= NCAA Productions =

NCAA Productions is the official film and television production company for the National Collegiate Athletic Association (NCAA).

==History==

===Football===
It was founded by Dick Snider as NCAA Films. One of the earliest programs to be produced was the television show College Football, the first Sunday morning show to nationally broadcast college football highlights.

From 1946 to 1970, Look published the Football Writers Association of America (FWAA) Team. After Look folded, the FWAA started a long association with NCAA Films, which produced a 30-minute television show and sold it to sponsors.

===Basketball===
In 1979, the NCAA Division I men's basketball tournament expanded to add Thursday-Friday first round games. Those games were done by NCAA Productions, who also did the regional semifinals in prior years.

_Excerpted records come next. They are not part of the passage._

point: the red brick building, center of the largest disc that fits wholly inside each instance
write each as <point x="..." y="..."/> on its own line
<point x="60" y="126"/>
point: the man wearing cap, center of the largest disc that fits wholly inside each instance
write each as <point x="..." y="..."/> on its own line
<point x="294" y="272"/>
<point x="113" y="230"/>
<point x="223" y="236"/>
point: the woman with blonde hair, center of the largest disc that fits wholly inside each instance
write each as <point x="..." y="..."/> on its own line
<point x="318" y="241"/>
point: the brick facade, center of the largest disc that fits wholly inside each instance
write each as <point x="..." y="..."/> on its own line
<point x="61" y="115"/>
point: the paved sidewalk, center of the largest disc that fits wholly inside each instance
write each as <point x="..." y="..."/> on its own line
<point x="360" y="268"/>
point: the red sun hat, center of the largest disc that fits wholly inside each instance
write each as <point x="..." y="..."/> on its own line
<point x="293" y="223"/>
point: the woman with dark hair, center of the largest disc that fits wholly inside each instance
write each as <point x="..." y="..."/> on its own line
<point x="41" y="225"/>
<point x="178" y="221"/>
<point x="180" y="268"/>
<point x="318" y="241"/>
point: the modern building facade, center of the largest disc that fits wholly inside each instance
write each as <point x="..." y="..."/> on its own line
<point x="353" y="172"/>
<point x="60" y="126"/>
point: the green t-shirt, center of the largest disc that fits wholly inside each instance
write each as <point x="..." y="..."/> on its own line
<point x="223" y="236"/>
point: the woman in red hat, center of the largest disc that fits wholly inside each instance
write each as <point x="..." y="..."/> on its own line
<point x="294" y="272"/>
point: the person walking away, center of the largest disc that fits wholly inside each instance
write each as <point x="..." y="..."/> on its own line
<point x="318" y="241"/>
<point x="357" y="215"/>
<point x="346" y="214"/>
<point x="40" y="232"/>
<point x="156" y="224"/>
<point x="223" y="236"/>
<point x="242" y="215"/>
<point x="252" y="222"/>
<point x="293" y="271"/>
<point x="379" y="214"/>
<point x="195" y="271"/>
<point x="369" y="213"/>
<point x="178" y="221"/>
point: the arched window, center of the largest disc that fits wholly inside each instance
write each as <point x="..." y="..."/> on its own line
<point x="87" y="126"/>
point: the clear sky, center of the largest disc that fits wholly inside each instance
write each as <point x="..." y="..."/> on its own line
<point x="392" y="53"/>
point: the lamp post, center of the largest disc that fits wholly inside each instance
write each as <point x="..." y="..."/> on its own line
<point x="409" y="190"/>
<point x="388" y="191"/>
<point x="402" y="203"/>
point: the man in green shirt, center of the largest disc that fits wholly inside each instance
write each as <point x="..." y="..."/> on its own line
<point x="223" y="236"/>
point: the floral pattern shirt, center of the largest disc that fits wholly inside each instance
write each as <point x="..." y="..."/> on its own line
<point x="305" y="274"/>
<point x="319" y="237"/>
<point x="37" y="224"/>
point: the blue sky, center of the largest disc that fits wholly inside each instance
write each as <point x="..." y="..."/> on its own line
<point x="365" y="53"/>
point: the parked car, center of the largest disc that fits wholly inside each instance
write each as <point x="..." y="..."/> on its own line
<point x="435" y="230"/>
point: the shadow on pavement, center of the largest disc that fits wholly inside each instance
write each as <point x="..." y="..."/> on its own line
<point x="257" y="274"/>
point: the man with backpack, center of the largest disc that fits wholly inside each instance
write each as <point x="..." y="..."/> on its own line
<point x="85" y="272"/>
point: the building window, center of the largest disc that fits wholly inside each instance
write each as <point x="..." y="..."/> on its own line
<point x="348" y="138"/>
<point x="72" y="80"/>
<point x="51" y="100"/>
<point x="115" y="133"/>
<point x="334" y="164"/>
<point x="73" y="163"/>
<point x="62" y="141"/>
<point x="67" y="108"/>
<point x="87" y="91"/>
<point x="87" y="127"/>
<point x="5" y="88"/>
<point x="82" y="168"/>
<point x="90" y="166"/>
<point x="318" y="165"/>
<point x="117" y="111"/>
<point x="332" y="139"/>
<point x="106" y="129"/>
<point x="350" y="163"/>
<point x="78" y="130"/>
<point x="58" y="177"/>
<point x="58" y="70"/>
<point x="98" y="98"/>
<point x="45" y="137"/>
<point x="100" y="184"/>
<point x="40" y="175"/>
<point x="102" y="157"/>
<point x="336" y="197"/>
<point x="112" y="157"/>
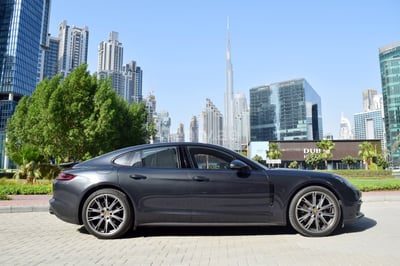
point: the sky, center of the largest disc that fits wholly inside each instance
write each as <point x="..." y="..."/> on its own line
<point x="181" y="47"/>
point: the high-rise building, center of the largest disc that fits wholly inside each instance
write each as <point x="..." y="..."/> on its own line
<point x="371" y="100"/>
<point x="345" y="128"/>
<point x="241" y="122"/>
<point x="228" y="128"/>
<point x="370" y="125"/>
<point x="126" y="79"/>
<point x="51" y="58"/>
<point x="73" y="47"/>
<point x="24" y="30"/>
<point x="132" y="78"/>
<point x="212" y="124"/>
<point x="289" y="110"/>
<point x="180" y="134"/>
<point x="162" y="123"/>
<point x="194" y="130"/>
<point x="389" y="59"/>
<point x="110" y="61"/>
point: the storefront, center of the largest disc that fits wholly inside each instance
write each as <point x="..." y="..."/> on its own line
<point x="298" y="151"/>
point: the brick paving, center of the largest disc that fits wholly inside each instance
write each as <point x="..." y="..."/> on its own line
<point x="38" y="238"/>
<point x="28" y="203"/>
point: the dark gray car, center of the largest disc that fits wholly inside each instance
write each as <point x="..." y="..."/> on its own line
<point x="198" y="184"/>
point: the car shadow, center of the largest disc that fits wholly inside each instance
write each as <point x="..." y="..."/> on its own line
<point x="210" y="231"/>
<point x="360" y="225"/>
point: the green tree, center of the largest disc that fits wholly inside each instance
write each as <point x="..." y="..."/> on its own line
<point x="274" y="152"/>
<point x="258" y="158"/>
<point x="381" y="161"/>
<point x="314" y="159"/>
<point x="367" y="153"/>
<point x="349" y="161"/>
<point x="326" y="147"/>
<point x="74" y="119"/>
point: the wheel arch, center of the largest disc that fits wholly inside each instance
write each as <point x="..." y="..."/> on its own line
<point x="99" y="187"/>
<point x="318" y="183"/>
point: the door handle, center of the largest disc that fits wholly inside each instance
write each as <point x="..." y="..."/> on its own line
<point x="201" y="179"/>
<point x="138" y="177"/>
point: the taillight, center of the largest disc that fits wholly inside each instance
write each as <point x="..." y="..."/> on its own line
<point x="65" y="176"/>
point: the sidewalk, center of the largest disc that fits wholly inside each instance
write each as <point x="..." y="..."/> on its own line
<point x="40" y="203"/>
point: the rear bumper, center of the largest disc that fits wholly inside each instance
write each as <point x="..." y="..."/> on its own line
<point x="63" y="211"/>
<point x="352" y="213"/>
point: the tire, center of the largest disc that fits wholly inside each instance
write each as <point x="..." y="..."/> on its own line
<point x="315" y="211"/>
<point x="107" y="214"/>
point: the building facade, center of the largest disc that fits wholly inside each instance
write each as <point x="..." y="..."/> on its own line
<point x="284" y="111"/>
<point x="389" y="59"/>
<point x="345" y="128"/>
<point x="73" y="47"/>
<point x="162" y="122"/>
<point x="24" y="29"/>
<point x="132" y="82"/>
<point x="212" y="124"/>
<point x="370" y="125"/>
<point x="228" y="119"/>
<point x="194" y="130"/>
<point x="51" y="58"/>
<point x="126" y="79"/>
<point x="298" y="150"/>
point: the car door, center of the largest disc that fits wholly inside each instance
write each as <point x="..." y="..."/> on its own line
<point x="223" y="195"/>
<point x="159" y="187"/>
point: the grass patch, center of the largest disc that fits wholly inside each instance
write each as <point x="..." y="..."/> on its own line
<point x="376" y="184"/>
<point x="20" y="187"/>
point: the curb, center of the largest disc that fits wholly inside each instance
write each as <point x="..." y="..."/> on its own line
<point x="15" y="209"/>
<point x="40" y="203"/>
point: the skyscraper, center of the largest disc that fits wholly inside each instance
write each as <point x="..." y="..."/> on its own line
<point x="371" y="100"/>
<point x="126" y="79"/>
<point x="51" y="58"/>
<point x="212" y="124"/>
<point x="24" y="29"/>
<point x="389" y="59"/>
<point x="289" y="110"/>
<point x="345" y="128"/>
<point x="370" y="125"/>
<point x="228" y="130"/>
<point x="240" y="122"/>
<point x="132" y="78"/>
<point x="110" y="60"/>
<point x="194" y="130"/>
<point x="73" y="47"/>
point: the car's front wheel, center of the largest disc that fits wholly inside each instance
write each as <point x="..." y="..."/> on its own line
<point x="314" y="211"/>
<point x="107" y="214"/>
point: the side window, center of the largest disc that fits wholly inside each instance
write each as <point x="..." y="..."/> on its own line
<point x="165" y="157"/>
<point x="205" y="158"/>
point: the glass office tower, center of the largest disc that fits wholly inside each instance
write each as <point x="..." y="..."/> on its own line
<point x="24" y="28"/>
<point x="389" y="59"/>
<point x="284" y="111"/>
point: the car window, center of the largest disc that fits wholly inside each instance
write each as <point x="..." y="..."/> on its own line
<point x="204" y="158"/>
<point x="164" y="157"/>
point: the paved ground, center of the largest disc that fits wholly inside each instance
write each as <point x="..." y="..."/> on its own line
<point x="38" y="238"/>
<point x="29" y="203"/>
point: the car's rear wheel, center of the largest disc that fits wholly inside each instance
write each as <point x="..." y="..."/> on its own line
<point x="107" y="214"/>
<point x="314" y="211"/>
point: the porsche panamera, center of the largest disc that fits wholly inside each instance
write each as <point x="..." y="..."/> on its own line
<point x="195" y="184"/>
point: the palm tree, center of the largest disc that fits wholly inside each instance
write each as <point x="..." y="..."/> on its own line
<point x="274" y="151"/>
<point x="326" y="147"/>
<point x="367" y="153"/>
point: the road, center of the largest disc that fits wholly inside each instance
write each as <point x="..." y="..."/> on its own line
<point x="38" y="238"/>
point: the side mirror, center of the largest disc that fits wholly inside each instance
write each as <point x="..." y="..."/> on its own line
<point x="239" y="166"/>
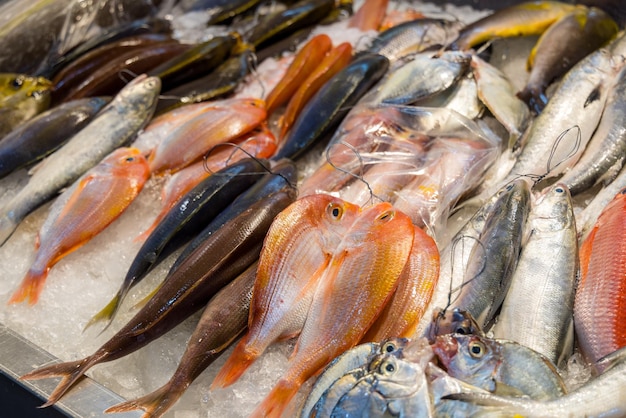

By the 1985 NCAA Division I men's basketball tournament (with four games being played at each first round site), NCAA Productions (who produced college basketball telecasts for ESPN) typically sent two announcer crews to each site to call two games each. During much of the 1980s, NCAA Productions televised and/or produced all tournament games which CBS did not carry. As previously mentioned, while ESPN provided a national audience for selected NCAA Productions (and sometimes, tape delayed) games, live telecasts were made available (via syndication) to local television stations in the participating markets.

==Commentators==
- Dan Bonner – He serves as an analyst for regular-season college basketball games for CBS Sports, ESPN (1987–2001) and Fox Sports Net and has called ACC games for Jefferson Pilot Sports since 1983. Bonner also filled that role for NCAA Productions' broadcasts of tournament games from 1985 through 1990.
- Mike Mayock – Mayock has experience covering college football for Prime Network, NCAA Productions, Prime Sports Radio and the Big East Conference.